Development of a system for identifying text borrowings based on combined methods and models for searching for incomplete duplicates, taking into account the Kazakh language

Project Manager: Doctor of Technical Sciences, Biloshchitskaya Svitlana Vasilievna

Source of funding: GF MSHE OF RK

Goal: Finding and preventing plagiarism, as well as unauthorized use of intellectual property by improving the existing system for determining the degree of uniqueness of scientific papers by creating a system for identifying text borrowings based on the developed combined methods and models for searching for partial duplicates, taking into account the Kazakh language.

Partners: PVLHOST LLP, Republic of Kazakhstan, Pavlodar, Mairy St., 29-101

Years of implementation: 2024-2026

Amount of funding: 97,752,196 tenge

Project objectives:

Conduct an analysis of existing scientific developments and application software that allows finding near-duplicates in text electronic documents in three languages (Kazakh, English and Russian).
Conduct an analysis of methods for concealing borrowings in documents that allow changing the structure of the document content without changing its content. Identify structural changes that content components may be subject to.
Develop models and methods for identifying near-duplicates in the content of electronic documents in the text part of documents and images, on the basis of which it is possible to develop an information system for detecting borrowings. The developed methods must ensure the detection of near-duplicates with significant modifications to documents.
Develop methods for preparing content elements that must neutralize the impact of using methods for concealing borrowings. These methods must bring the structure of an electronic document to a standard general form that is the same for all file types.
Develop methods for optimizing the process, providing for the search for near-duplicates in documents in order to minimize the search time.
Develop alternative models and methods for searching for near-duplicates based on N-gram analysis of text data;
Improvement of methods for indexing, canonization and comparison of text information written in the Kazakh language.
Improvement of existing methods for identifying near-duplicates to the verified features of electronic documents, taking into account the language component;
Develop an information system for identifying text borrowings based on combined methods and models for searching for near-duplicates:

9.1 Develop a conceptual model of software for accumulating and processing information about scientific papers and scientific researchers.

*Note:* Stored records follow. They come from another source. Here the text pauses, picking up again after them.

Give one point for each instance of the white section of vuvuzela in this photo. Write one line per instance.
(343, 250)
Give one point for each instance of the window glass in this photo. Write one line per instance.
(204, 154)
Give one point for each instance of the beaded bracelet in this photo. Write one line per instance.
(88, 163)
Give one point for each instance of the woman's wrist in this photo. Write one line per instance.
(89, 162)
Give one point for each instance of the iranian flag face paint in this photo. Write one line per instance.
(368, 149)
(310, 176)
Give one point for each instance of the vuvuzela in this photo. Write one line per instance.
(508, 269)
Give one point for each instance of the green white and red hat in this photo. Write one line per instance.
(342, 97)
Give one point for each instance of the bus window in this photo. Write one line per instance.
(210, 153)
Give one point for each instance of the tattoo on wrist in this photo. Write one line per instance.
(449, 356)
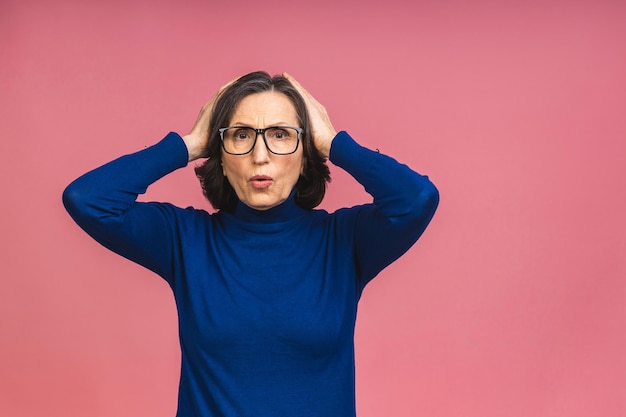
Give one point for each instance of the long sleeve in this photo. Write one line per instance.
(404, 203)
(103, 203)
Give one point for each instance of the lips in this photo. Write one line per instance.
(260, 181)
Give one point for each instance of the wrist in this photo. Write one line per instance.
(194, 148)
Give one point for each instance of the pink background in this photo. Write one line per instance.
(512, 304)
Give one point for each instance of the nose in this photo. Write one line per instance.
(260, 153)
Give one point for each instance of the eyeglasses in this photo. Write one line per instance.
(279, 140)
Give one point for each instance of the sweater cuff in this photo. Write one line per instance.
(172, 144)
(346, 153)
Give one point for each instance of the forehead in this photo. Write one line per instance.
(266, 108)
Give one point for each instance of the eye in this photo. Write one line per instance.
(278, 133)
(241, 134)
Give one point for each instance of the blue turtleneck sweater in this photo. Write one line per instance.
(266, 300)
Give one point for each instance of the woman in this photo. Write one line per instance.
(267, 287)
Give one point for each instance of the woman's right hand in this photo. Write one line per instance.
(197, 140)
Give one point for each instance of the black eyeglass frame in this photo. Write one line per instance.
(262, 133)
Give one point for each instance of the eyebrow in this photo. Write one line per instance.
(268, 125)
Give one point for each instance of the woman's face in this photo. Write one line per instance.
(261, 179)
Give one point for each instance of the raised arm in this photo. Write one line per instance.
(404, 201)
(103, 201)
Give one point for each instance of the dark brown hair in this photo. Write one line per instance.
(311, 185)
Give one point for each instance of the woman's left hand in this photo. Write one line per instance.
(322, 129)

9.2 Develop a structural model of an information system based on a microservice architecture.

9.3 Creation of an architectural database for the system for monitoring academic and scientific works.

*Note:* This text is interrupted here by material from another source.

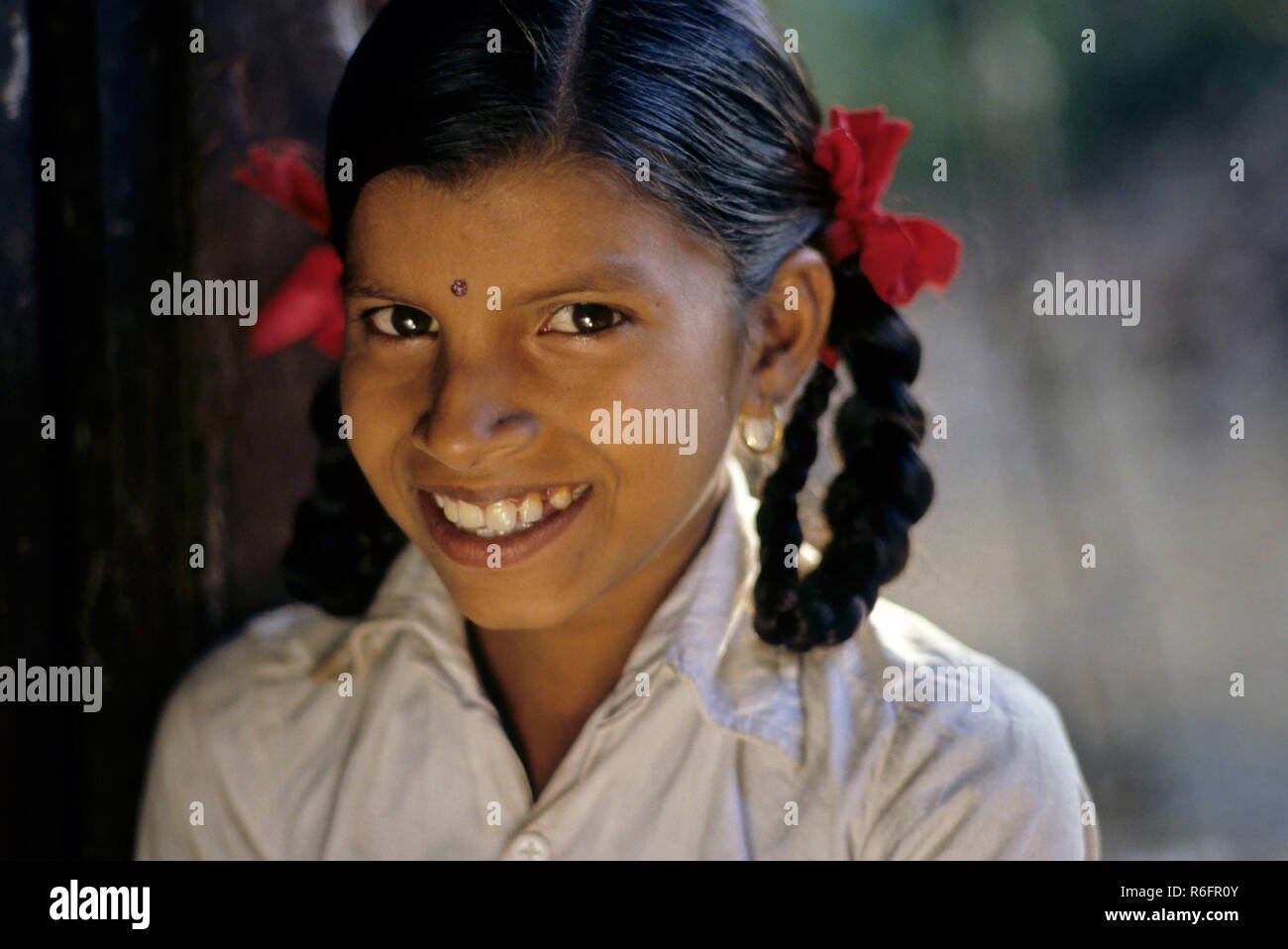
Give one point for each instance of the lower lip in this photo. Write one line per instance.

9.4 Development of a structural model for constructing data management methods, methods for exporting and transferring data, and information backup.

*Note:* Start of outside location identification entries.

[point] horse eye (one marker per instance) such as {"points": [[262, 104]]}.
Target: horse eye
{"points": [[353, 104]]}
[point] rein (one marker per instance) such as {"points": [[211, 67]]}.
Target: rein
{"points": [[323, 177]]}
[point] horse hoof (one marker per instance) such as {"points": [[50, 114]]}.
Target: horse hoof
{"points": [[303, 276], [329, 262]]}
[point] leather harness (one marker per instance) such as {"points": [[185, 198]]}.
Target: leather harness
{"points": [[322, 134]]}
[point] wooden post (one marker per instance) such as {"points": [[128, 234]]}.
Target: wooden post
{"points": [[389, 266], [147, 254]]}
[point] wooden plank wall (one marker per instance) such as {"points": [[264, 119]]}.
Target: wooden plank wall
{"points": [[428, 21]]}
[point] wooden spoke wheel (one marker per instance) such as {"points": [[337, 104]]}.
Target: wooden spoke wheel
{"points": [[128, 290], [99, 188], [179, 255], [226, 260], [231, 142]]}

9.5 Creation of a visualization module to ensure the submission of information on matches in text arrays, taking into account three languages: Kazakh, English, and Russian.

9.6 Testing of the developed experimental information system for identifying text borrowings.

Based on the results of the implementation of the scientific project for the entire period of the project, scientific articles will be published, namely:

– at least 2 (two) articles or reviews in a peer-reviewed scientific publication indexed in the Social Science Citation Index, Arts and Humanities Citation Index, and (or) the Web of Science database and (or) having a CiteScore percentile in the Scopus database of at least 35 (thirty-five);

– at least 4 (four) articles and (or) reviews in peer-reviewed foreign and (or) domestic publications recommended by the Committee on the Protection of the Rights of the Native American Society of the Russian Federation.

Based on the results of the work, it is planned to obtain 1 (one) copyright certificate for the source code of specialized software for searching for near-duplicates, taking into account the Kazakh language. The members of the research group will be registered as authors of intellectual property.

Expected results:

Models and methods for identifying near-duplicates in the content of electronic documents in the text part of documents and images.
Methods for preparing content elements that should neutralize the impact of using methods to hide borrowings.
Alternative models and methods for searching for near-duplicates based on N-gram analysis of text data.

Members of the research team:

Full name

Role in the project and nature of work performed

Scopus Author ID, Hirsch Index, ResearcherID, ORCID

Biloshchitskaya Svitlana Vasilievna

Doctor of Technical Sciences (Information Technology)

Scientific Manager

Project management, implementation of all stages according to the project schedule and ensuring the required results.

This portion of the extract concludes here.